A. Rod Mach, principal at TotalCAE: A common misconception is that cluster systems are too expensive. The increase in the amount of engineering work that can be done per month, when compared to the monthly cost to obtain that capability, makes the ROI a no brainer. Another misconception is focusing on hardware as the only enabler, instead of the entire engineering workflow required to make engineers more productive.
Q: What are the top cluster considerations for design engineering teams?
A. Daninger: Some users don’t understand what applications can be run on a distributed parallel computing machine, which a cluster is. They don’t understand which CAE applications they need for their work. Many of our customers come to us after they have lost projects to their competition on a time-to-market basis. They may not be using design simulation or if they are, they may be doing it on workstations and waiting 72 hours for each solver simulation solution.

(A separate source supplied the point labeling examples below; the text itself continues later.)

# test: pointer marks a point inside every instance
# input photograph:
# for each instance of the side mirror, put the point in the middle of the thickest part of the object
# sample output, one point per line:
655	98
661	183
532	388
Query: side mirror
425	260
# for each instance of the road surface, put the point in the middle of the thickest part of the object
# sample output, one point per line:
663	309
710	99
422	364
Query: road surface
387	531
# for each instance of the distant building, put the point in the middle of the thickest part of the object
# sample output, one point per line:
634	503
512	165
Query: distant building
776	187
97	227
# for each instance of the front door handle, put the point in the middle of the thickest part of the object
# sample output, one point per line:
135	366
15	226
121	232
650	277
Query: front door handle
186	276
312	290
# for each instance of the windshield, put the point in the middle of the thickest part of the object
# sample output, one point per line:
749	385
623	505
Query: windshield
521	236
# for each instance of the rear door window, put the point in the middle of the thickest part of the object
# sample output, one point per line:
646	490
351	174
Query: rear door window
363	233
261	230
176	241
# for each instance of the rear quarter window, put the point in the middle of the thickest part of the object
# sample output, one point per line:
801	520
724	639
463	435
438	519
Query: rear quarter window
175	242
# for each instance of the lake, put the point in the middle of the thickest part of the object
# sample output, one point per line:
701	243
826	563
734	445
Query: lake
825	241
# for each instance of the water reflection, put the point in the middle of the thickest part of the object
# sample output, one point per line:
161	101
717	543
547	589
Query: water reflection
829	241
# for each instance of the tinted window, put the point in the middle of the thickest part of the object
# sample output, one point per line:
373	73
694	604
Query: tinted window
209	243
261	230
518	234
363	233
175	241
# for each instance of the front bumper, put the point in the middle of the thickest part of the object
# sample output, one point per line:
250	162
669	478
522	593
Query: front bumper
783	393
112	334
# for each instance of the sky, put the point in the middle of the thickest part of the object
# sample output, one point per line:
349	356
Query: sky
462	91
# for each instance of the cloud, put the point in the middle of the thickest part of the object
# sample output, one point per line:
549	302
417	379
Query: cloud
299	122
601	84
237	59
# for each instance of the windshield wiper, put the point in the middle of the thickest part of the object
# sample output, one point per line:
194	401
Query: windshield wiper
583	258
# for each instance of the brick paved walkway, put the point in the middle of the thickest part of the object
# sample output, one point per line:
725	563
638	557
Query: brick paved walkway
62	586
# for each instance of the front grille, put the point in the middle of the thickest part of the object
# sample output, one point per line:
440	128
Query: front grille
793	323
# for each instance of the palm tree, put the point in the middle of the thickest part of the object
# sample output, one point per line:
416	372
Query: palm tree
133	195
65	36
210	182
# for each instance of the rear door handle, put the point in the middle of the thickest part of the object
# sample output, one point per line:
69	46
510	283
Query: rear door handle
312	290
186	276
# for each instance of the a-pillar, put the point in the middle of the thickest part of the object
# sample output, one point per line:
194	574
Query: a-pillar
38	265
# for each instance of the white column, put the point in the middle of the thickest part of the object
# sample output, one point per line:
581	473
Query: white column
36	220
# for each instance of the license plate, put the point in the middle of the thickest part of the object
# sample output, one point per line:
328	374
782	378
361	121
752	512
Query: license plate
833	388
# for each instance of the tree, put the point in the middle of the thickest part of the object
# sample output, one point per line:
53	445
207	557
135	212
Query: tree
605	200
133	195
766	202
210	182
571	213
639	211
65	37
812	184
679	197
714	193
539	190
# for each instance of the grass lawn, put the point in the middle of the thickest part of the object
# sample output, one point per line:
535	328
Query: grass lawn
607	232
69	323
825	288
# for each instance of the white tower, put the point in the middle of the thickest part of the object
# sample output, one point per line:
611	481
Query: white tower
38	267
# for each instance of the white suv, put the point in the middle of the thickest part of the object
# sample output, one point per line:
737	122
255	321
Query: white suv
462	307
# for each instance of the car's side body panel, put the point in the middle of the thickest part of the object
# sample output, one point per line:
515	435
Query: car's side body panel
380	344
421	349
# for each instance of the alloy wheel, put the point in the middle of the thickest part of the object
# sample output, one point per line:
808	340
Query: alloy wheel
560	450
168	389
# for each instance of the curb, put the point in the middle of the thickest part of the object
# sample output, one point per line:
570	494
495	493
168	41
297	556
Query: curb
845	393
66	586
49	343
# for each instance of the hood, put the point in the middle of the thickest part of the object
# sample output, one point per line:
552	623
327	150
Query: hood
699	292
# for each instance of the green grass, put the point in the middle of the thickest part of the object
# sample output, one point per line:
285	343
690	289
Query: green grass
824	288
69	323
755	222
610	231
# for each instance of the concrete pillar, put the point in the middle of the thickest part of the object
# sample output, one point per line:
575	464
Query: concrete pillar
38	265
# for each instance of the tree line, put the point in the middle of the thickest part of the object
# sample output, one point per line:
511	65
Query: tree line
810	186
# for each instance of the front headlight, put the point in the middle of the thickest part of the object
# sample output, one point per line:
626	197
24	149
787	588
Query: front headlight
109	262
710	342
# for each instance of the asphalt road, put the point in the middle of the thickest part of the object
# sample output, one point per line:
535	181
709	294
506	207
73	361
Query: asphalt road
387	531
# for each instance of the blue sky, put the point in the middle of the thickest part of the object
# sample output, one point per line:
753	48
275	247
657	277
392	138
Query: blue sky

A. Mach: The first consideration is the impact to their product if they were able to do more analysis per day. If each engineer can go from one simulation today to three or four in a single workday, that makes the justification an easier sell to management. Another consideration is to validate that your models and solver will obtain speedup. Have your cluster vendor benchmark your model, and see the real-world impact. Finally, teams should consider working with a vendor who understands their solver applications, and can deliver a complete turnkey solution.
Q: How should engineers determine cluster size?
A. Daninger: Available budgets for CAE simulation are an important consideration when determining cluster size. The software licensing can often be 60-70% or more of the cost for purchasing a CAE cluster. It is important to understand how the customer models scale.
A. Mach: Typically, common models engineers would run are benchmarked on the proposed system to determine the optimal number of CPUs to run based on a price/performance curve. Then we determine the mix of jobs they need to run, and the target amount of work per day, to determine the optimal size.
Q: Why would engineers choose an in-house private cluster vs. a cloud computing solution?
A. Daninger: Intellectual property protection is one of the key reasons that customers choose to go with an in-house private cluster vs. a cloud solution. Another reason is very few cloud HPC offerings have InfiniBand fabric. Cloud solutions typically will offer 10G Ethernet, which has much longer latency times than current InfiniBand fabric.
A. Mach: Private clusters have the following advantages over public cloud computing solutions: There is no change to the engineering workflow. There are no extra CAE licensing complexities, all work can be done on the same central system. An on-premise professionally managed cluster is much cheaper for your baseline constant engineering computation needs. A private system is completely inside the corporate firewall, which for some organizations can address data governance and security concerns. A private cluster is highly reliable. CAE software implicitly is designed with the assumption the underlying hardware, software and interconnects are highly reliable.